Al Falasi is a vivacious Emirati influencer with enormous power. In 2014 she started a hashtag campaign – #thereisnocola – to demand certain restaurants supply Coca-Cola rather than its competitors; she is so dedicated to Coke that she carries a bottle in her handbag at all times, lest a restaurant she visits stocks only Pepsi. She has 3.1 million Instagram followers, 590,000 YouTube subscribers, 823,000 Snapchat subscribers, and her own chain of seven restaurants. In an industry sometimes short on charisma, Al Falasi is a genuine and engaging presence, warmly welcoming her followers to join her on safari or on trips to Istanbul, sharing her excitement about the dishes she samples and being a beaming brand ambassador for Coca-Cola since 2017.

She says she can charge companies nearly £3,000 for a single image on Snapchat, and her campaigns include at least one a month for medical products. Dubai has normalised using influencers to sell almost anything, even medical procedures; the practice is now so widespread that the health authority issued a 25-page document in 2019 regulating medical ads on social media. “Two days ago I did coverage for stem cells,” Al Falasi says, explaining an experimental procedure that involves cells from her body being injected into her face and scalp, the latter to deal with her bald spots. Her followers loved it: “I said, ‘Guys, I’m taking you on a journey with me to cure my hair,’ so it made sense.”

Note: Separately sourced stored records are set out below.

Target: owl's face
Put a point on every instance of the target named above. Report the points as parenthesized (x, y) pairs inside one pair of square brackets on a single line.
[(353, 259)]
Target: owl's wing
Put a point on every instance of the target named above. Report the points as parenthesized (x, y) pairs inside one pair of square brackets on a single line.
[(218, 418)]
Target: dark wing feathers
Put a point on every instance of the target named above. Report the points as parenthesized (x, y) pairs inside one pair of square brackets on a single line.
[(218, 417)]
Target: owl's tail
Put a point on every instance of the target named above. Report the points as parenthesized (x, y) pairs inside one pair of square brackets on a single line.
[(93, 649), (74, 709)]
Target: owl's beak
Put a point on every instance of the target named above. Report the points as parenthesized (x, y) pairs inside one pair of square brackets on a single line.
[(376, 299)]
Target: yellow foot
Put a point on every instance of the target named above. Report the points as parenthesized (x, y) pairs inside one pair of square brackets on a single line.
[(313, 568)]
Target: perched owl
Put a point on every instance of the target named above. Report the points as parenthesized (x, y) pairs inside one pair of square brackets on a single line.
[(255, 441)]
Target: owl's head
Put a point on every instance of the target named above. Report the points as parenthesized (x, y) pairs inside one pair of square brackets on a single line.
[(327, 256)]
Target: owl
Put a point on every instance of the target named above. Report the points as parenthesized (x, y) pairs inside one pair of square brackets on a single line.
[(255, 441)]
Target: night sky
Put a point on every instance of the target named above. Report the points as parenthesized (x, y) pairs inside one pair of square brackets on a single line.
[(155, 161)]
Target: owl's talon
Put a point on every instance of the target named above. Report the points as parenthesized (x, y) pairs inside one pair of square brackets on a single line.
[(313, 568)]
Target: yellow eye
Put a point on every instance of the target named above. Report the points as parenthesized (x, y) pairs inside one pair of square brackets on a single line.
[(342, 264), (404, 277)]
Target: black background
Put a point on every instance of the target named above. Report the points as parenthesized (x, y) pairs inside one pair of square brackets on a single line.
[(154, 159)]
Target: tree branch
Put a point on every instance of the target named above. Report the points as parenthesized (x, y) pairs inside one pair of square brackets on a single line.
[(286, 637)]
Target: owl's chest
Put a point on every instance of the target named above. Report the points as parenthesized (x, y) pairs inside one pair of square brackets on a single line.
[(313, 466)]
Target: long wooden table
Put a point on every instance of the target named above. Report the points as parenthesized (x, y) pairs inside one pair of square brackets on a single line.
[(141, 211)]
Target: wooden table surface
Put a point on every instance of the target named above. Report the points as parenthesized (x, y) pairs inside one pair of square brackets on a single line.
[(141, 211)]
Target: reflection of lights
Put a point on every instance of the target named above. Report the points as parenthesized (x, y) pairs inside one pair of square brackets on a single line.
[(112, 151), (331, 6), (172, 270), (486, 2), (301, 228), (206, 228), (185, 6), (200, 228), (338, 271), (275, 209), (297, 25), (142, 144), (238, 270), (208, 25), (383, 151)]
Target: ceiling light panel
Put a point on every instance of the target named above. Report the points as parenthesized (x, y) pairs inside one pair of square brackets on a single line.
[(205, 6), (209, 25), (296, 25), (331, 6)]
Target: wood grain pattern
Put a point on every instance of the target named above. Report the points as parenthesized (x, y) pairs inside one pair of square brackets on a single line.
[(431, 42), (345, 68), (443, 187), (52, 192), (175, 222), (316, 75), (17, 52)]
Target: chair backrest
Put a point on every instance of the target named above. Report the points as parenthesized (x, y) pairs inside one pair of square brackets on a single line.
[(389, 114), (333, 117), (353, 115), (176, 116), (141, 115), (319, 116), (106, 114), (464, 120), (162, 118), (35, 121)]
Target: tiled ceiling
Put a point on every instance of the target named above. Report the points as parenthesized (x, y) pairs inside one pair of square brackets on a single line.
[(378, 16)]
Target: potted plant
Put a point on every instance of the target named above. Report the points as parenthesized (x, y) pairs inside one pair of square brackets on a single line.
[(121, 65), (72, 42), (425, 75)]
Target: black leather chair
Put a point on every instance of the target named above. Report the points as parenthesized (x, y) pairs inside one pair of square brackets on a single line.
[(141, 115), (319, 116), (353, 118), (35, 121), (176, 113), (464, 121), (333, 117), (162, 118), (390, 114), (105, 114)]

Al Falasi says she is regularly approached to work on campaigns for Dubai’s ruler and the Abu Dhabi government; her manager declines to say whether payment is offered, or whether influencers are simply obliged to participate. “They’re very selective,” Al Falasi says. “There can’t be the slightest blemish on your reputation. If they try with you once and you fail, they don’t come back.”

The campaigns Al Falasi has worked on promoted handwashing during the pandemic, and the “10 million meals campaign”, to feed families in need. Although neither was overtly political, the message was one of reassurance: in a world where there is only the drive towards prosperity, nothing can go wrong, even for residents impoverished by the pandemic. The use of influencers, combined with strict controls on social media, keeps communication flowing in one direction only: from government to people, with no forum for debate. Self-censorship is rife, and “online reputation management” companies proliferate, allowing clients to scour the web for negative comments and expunge them, leaving only polished perfection behind.

Citizens are sometimes invited to participate in government initiatives – but only on the leadership’s terms. During the recent “World’s Coolest Winter” campaign, promoted by Sheikh Mohammed bin Rashid al-Maktoum himself, residents were encouraged to share videos of their winter activities in order to drive up tourism – with cash prizes on offer worth almost £10,000. The campaign also featured videos of sweeping vistas of the UAE, its beaches, mosques, mountains and deserts, filmed by a company that worked with the New Media Academy, an institution in Dubai set up with the explicit aim of training a new generation of social media experts and influencers. Its founder? Dubai ruler Sheikh Mohammed bin Rashid al-Maktoum.